Using Ignore and Prune patterns
You can configure both Ignore and Prune patterns to manage your data.
Using the Ignore pattern
Atlas ignores temporary managed tables by default. But an external temporary table is captured because the table uses the HDFS path for storage and Atlas creates a lineage in between.
To disregard the temporary table and avoid Atlas processing it, you can set up appropriate configurations in Hive and Atlas and later restart the services.
For example, if all tables in the ‘sales’ database and the tables that contain ‘_tmp’ in the ‘finance’ database should be ignored, the property can be set as follows in your Cloudera Manager instance.
Hive Metastore Server and Hive settings:
atlas.hook.hive.hive_table.ignore.pattern=finance\..*_tmp.*,sales\..*
is set in Cloudera Manager Hive Service Advanced Configuration Snippet
(Safety Valve) for atlas-application properties in Hive(HMS) and Hiveserver2.
Atlas server
atlas.notification.consumer.preprocess.hive_table.ignore.pattern=finance\..*_tmp.*
With the above configurations, tables having _tmp
in
their names, in the finance
database are ignored.
Using the Prune pattern
Staging tables are created to hold data temporarily during a query execution and are manually dropped once the processing is completed. It might be insignificant to track the details of the staging tables.

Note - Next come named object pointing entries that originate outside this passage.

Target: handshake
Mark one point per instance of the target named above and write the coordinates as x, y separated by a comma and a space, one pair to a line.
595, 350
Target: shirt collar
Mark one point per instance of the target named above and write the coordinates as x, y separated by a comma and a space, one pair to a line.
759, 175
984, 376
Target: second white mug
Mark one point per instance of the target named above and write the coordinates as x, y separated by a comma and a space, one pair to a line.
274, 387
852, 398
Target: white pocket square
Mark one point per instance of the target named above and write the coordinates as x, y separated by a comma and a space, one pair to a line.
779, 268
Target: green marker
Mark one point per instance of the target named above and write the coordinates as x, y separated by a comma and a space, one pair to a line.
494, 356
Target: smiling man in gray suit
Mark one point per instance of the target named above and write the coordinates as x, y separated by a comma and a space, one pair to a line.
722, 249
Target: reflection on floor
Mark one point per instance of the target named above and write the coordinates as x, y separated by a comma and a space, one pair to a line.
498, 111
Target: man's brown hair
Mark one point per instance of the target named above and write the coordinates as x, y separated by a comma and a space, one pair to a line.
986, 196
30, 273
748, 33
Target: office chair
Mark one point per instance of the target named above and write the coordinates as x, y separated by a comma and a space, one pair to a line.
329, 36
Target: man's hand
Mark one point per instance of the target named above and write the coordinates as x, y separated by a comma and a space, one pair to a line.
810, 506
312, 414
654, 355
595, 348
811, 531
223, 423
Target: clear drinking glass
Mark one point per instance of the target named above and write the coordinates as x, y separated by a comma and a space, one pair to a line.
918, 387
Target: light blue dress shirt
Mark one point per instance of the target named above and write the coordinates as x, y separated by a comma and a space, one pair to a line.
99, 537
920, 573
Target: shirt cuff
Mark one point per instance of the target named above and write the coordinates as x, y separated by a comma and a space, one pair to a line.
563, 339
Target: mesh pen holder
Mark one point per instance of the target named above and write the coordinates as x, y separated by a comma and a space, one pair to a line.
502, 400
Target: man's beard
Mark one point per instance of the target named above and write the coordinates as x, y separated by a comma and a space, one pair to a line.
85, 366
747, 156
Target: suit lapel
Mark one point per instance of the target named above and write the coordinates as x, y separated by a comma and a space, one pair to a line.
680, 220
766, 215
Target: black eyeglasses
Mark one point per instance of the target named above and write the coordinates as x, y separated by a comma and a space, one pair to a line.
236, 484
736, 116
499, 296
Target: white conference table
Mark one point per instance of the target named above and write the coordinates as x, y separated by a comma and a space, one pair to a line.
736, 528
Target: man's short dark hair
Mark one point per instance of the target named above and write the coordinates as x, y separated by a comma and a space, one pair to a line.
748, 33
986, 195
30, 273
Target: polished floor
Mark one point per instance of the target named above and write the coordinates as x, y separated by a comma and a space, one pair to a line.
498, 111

For example, in the below images, the finance table contains 333 columns (column names blurred) and the staging tables are created frequently by running an “INSERT OVERWRITE TABLE” query on the finance table. Processing is executed on the data in staging tables and later the staging tables are deleted as observed in the table level lineage diagram.
Every time you run a query to create lineage between tables, column-level lineage is also created along with table-level lineage.